Like previous variants, omicron can cause pediatric multisystem inflammatory syndrome (PMIS), a condition characterized by persistent fever and inflammation of several organs, including the heart, intestines and lungs, noted Werther Brunow de Carvalho, coordinator of pediatric and neonatal ICUs at the Children’s Institute of Hospital das Clínicas, the hospital complex run by FM-USP.

“The percentage of children who develop the syndrome is smaller with omicron, but it can happen, so there’s no questioning the need to vaccinate children,” he said. 

At another hospital in São Paulo where he also works (Hospital Santa Catarina), the number of children seeking treatment for respiratory infections doubled in January compared with the previous month. “As well as SARS-CoV-2, there are cases of flu, rhinovirus, parainfluenza, and respiratory syncytial virus,” he said.

Pregnant women and women with newborns continue to be at high risk for the severe forms of COVID-19, according to obstetrician Rossana Pulcineli, a professor at FM-USP and a member of the Brazilian Obstetric Observatory (OOBr). Unvaccinated pregnant women were 526% more likely to die of the disease than fully immunized pregnant women before the advent of omicron, according to data published by the group in 2021.

“The death rate among unvaccinated pregnant women hospitalized for COVID-19 was 15%. Among those who had been vaccinated with one dose and two doses, it was 9% and 3% respectively,” she said.

Although cases of the disease caused by omicron tend to be milder among pregnant women, especially if they are vaccinated, hospitalizations for treatment of influenza syndrome have increased sharply, rising from 147 in November to 1,643 in January, according to the Health Ministry’s flu surveillance system (SIVEP-Gripe). A large proportion of those hospitalized (45.3%) had a confirmed diagnosis of COVID-19, while 4.8% had influenza A subtype H3N2. No cause was reported for 51.6%, reflecting the shortage of diagnostic tests.

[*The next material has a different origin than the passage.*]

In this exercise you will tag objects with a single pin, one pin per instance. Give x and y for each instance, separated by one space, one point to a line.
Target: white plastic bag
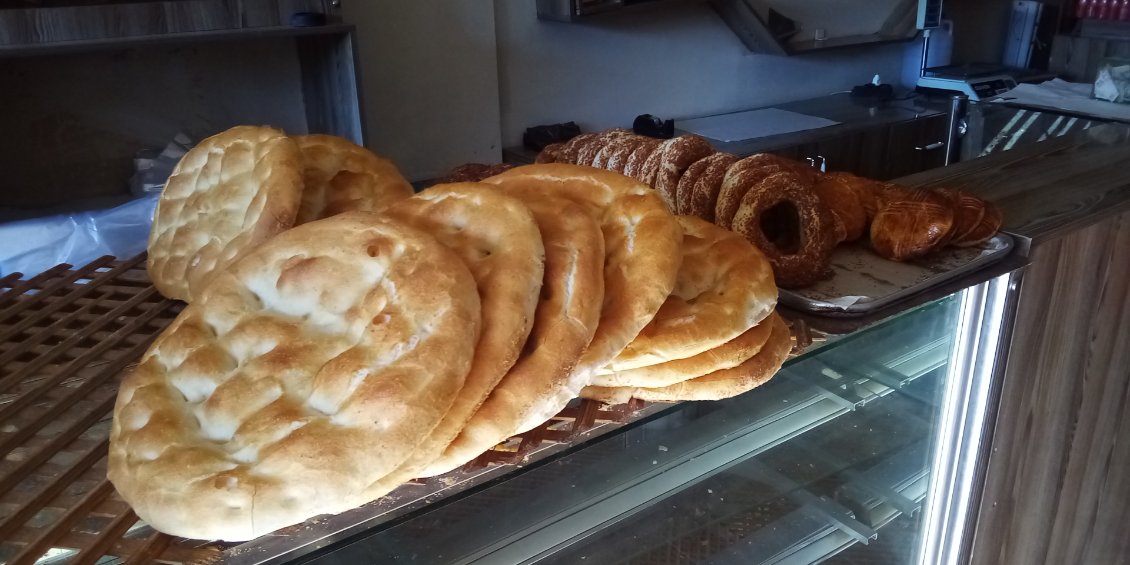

“It’s well-known that pregnant women respond badly to flu, and there was no monitoring at all when the cases began to rise. We were bereft of updated statistics for weeks in this critical period,” said Pulcineli, who also stressed the importance of two doses plus a booster for pregnant women.

Regarding treatments with proven effectiveness, Kallás noted that the antiviral medication remdesivir and monoclonal antibodies have been approved by the regulator in Brazil. “However, they’re expensive and the government has done nothing to make them accessible to more people,” he said.